L’une des choses qui surprennent lorsqu’on s’attaque à un classique comme Le deuxième sexe, outre ce style dur et acéré jusqu’à l’inclémence qui a permis à son auteure de situer à l’époque « la femelle humaine » « entre l’homme et le castrat », est la flagrante actualité que possèdent toujours tant de ses pages. Simone de Beauvoir donc, que nous aurions aimé au fond moins clairvoyante, nous avait prévenues : « N’oubliez jamais qu’il suffira d’une crise politique, économique ou religieuse pour que les droits des femmes soient remis en question. Ces droits ne seront jamais acquis. Vous devrez rester vigilants votre vie durant ». Et nous y voilà, ce recul dans les droits des femmes, que beaucoup pointent depuis longtemps, s’est spécialement fait sentir dernièrement.
Bien évidemment, il y a Donald Trump : s’il est déjà désolant de se dire que tant d’hommes préfèrent apparemment voir à leurs côtés un être qui ne soit pas maître de ses décisions, il est peut-être encore plus désolant de se dire que 42% des femmes n’ont pas jugé rédhibitoires certaines des conceptions de Trump, ou certain de ses propos, dont le tristement célèbre concernant l’utilité de les « attraper par la chatte » qui a donné lieu au bonnet à oreilles de chat qui a servi de signe de ralliement aux manifestantes anti-Trump. Car les temps qui s’amorcent pour l’Amérique vont être durs. Comme à chaque recul des droits sociaux, ce sont d’abord les femmes qui prendront de plein fouet les plus graves atteintes, Trump a d’ores-et-déjà signé le premier décret qui doit amorcer la fin de l’Obamacare. Puis, suivent les questions qui ciblent plus spécifiquement les populations traditionnellement discriminées : la page dédiée aux droits LGBTI a d’ores-et-déjà été supprimée du site de la Maison-Blanche. Finalement on revient, au plus grand dépit des pionnières de ces luttes, sur la question si symbolique de l’avortement.

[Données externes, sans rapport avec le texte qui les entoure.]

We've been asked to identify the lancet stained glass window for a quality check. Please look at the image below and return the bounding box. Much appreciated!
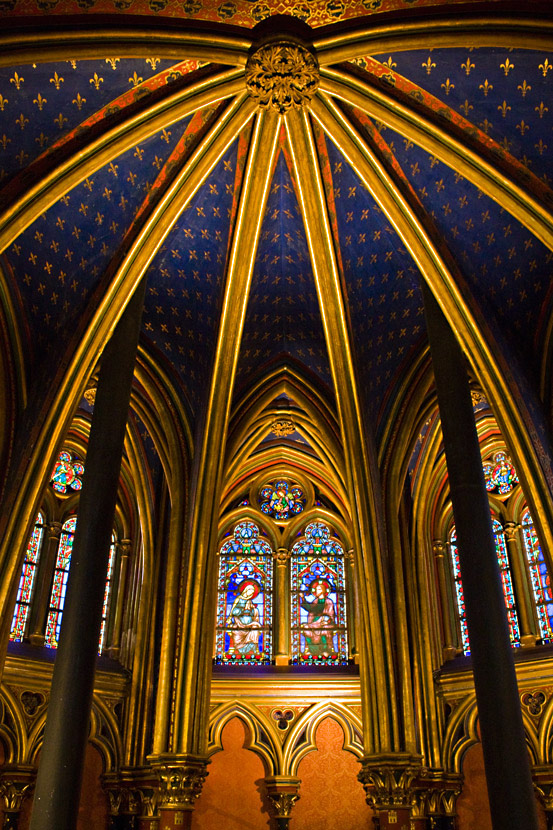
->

La marche des femmes qui a suivi l’investiture de Trump a déjà fait couler beaucoup d’encre et mobilisé beaucoup de pixels. Avec tout le respect que l’on doit au charisme de personnalités comme celles qui sont intervenues, l’image que je retiendrai à titre personnel de cette marche est celle d’une femme anonyme. Elle devait facilement être âgée de soixante-dix ans. Sous son bonnet rose à oreilles de chat, des yeux inquiets se levaient dans son visage ridé, rivés sur l’oratrice du moment, ils étaient remplis de larmes. C’est l’image de cette pionnière, fatiguée et encore debout, pour ses petites filles, pour sa dignité d’être humain à part entière, que je garderai quant à moi. Que l’avortement est une question de pouvoir sur le corps des femmes c’est quelque chose qu’elle ne sait que trop bien, elle qui a dû aider des adolescentes ou des femmes avec des problèmes économiques mises en demeure de donner la vie, une vie qui sera au rabais car les prétendus défenseurs de la vie puisent rarement dans leur compte bancaire pour assurer son correct épanouissement.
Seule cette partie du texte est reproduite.